In the District of Columbia, unlike the rule at common law still in effect in the majority of American states, the normal ordinary negligence standard applies to occupiers of land:1 reasonable care under all the circumstances. Today, as I understand it, the majority holds that this standard encompasses in all cases (other than with respect to trespassers) an affirmative duty to “inspect” the premises. I think this is too sweeping a formulation.

The word “inspect”, even when coupled with the modifier “reasonable”, carries a rather powerful charge. It has been defined in ordinary American usage, as “1: to view closely and critically (as in order to ascertain quality or state, detect errors, or otherwise appraise); examine with care; scrutinize. 2: to view and examine officially (as troops or arms).” Webster’s Third New International Dictionary of the English Language Unabridged 1170 (1981). There presumably are situations and categories where the duty of a land occupier fairly includes such a concept, and indeed, *90as the majority points out, the expression has been applied, I think in somewhat a loose way, to the common-law duty owed to an invitee as opposed to a licensee. However, in my view, the correct standard (and one less apt to be misinterpreted by a jury) is generally better expressed simply in the phraseology used by the Restatement in its black-letter text; viz., that a possessor of land is subject to liability if, but only if, he or she “knows or by the exercise of reasonable care would discover the [dangerous] condition,” Restatement (Second) of Torts § 343(a) (1965), or, in the words of the old Standardized Civil Jury Instruction applicable to invitees, that the possessor is liable for dangerous conditions which “are discoverable in the exercise of ordinary care.” Standardized Civil Jury Instructions for the District of Columbia, No. 10-5 (1981).2

The latter is precisely the wording used in the revised Standardized Civil Jury Instructions, No. 10-3 (1985 Supp.) and incorporated in the trial court’s charge here. Furthermore, appellant had full opportunity to argue to the jury that that standard as applied here included a duty to inspect. What might be appropriate under the circumstances of this case would be an instruction including, as a factor for jury consideration, the possibility that the duty of care encompassed a duty to inspect in its ordinary meaning, a matter I would leave for the trial court to consider.3

I fully concur in parts I and II of the majority opinion.

. The duty of care extends beyond landowners to all occupiers, whether the feeholder, tenant or otherwise. See Prosser on Torts 386 (5th ed. 1984).
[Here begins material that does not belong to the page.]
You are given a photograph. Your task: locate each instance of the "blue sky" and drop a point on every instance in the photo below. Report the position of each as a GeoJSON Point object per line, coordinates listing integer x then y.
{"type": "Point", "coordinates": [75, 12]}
The Restatement (Second) of Torts § 328 E (1965) uses the phrase "possessor of land."

. The former instruction applicable to invitees included the sentence that “the owner or occupier is not bound to discover defects which a reasonable inspection would not disclose." Carefully read, however, this sentence expressed an outside limitation on the duty of care and did not state the converse majority holding here.

. I do not address the issue whether the requested instructions in this case were sufficient, under my view of the applicable standard, to warrant reversal. Cf. District of Columbia v. Mitchell, 533 A.2d 629, 645-46 (D.C.1987).